Anyway, in general, if there's a balancing between correctness and speed, Rust first tries to do both and if that fails, prefers correctness in the place where people are going to reach for the thing first (and maybe offer alternatives as additional methods or something).

raja sekar
@rajasekarv
Oct 18 2018 13:15
I am running a release build only. More than 90% of the time is
raja sekar
@rajasekarv
Oct 18 2018 13:21
Spent on float parsing itself, which led me to look into this. I reimplemented the code in Go which ran considerably faster. So I checked out their implementation. There they first check whether the string when get converted to float needs to be rounded off. Depending on yes/no they apply two alorithms. One is slow which will always give proper answer and another one is fast but works correctly only where no round off is not required. So even if they spend some time in checking whether the number needs to be truncated, in real world cases like mine, overall code works faster.

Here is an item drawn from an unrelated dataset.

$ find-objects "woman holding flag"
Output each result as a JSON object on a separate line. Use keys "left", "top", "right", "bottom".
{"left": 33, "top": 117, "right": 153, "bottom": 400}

In Rust as far as I checked they implemented that slow code no matter what the input string
I am not an expert in this, it would be helpful if someone explains the rationale behind Rust's choice here
Michal 'vorner' Vaner
@vorner
Oct 18 2018 13:26

Well, quite a big possibility is that there's no rationale about it, that someone just did it at the early days and nobody touched it since.

But if there is a rationale and it was discussed, the place to look for the historical records would probably be either the RFC repository or the internals forum. Some discussion might have happened in the rust repo's issues as well, maybe.

If you find none, then assume the first possibility. Then you can open up the discussion ‒ probably in the internals forum.

Denis Lisov
@tanriol
Oct 18 2018 13:27
raja sekar
@rajasekarv
Oct 18 2018 13:34
Thanks @tanriol . This clears up a lot.
Sergey Bushnyak
@sigrlami
Oct 18 2018 13:46
Is there any list of libraries that are really needed in Rust ecosystem? or better domain areas? I'm trying to find specific niche where I can learn more by implementing and wanted to be it something useful to community. Interesting that whatever term I try to search already have a Rust library which is nice :)
Ichoran
@Ichoran
Oct 18 2018 14:10
There aren't many tools for static-length arrays (as opposed to slices of them). arraymap is the only crate I know of that treats them directly. But to do this at all well you'd need to use macros, which is a bit finicky for a first project.
There are also really big things like image IO libraries that aren't very complete, but again, not a great starting project to do comprehensively.
Sergey Bushnyak
@sigrlami
Oct 18 2018 14:44
@Ichoran what about profiling, performance tracking tools?
Vladislav
@vmarkushin
Oct 18 2018 16:31
@sigrlami I think you can use the same tools as C-programmers use
For example, GDB is perfectly working with rust programs
Sergey Bushnyak
@sigrlami
Oct 18 2018 16:41
@NEGIhere thanks, I was more interested in performance analysis, already found criterion.rs for that
Michal 'vorner' Vaner
@vorner
Oct 18 2018 16:54
@sigrlami https://this-week-in-rust.org/ comes with a call-for-help issues, so you can look in there. Or you can pick a project (or library) you like and either fix your own pain points in that, or look for some E-Easy tasks there. The big ones (eg. rust itself) often offer mentoring at some of them too.
@Ichoran There's arrayvec and smallvec. They act a lot like vectors and implement a lot of their traits (like FromIterator), so that covers a lot. Or what tools would you need?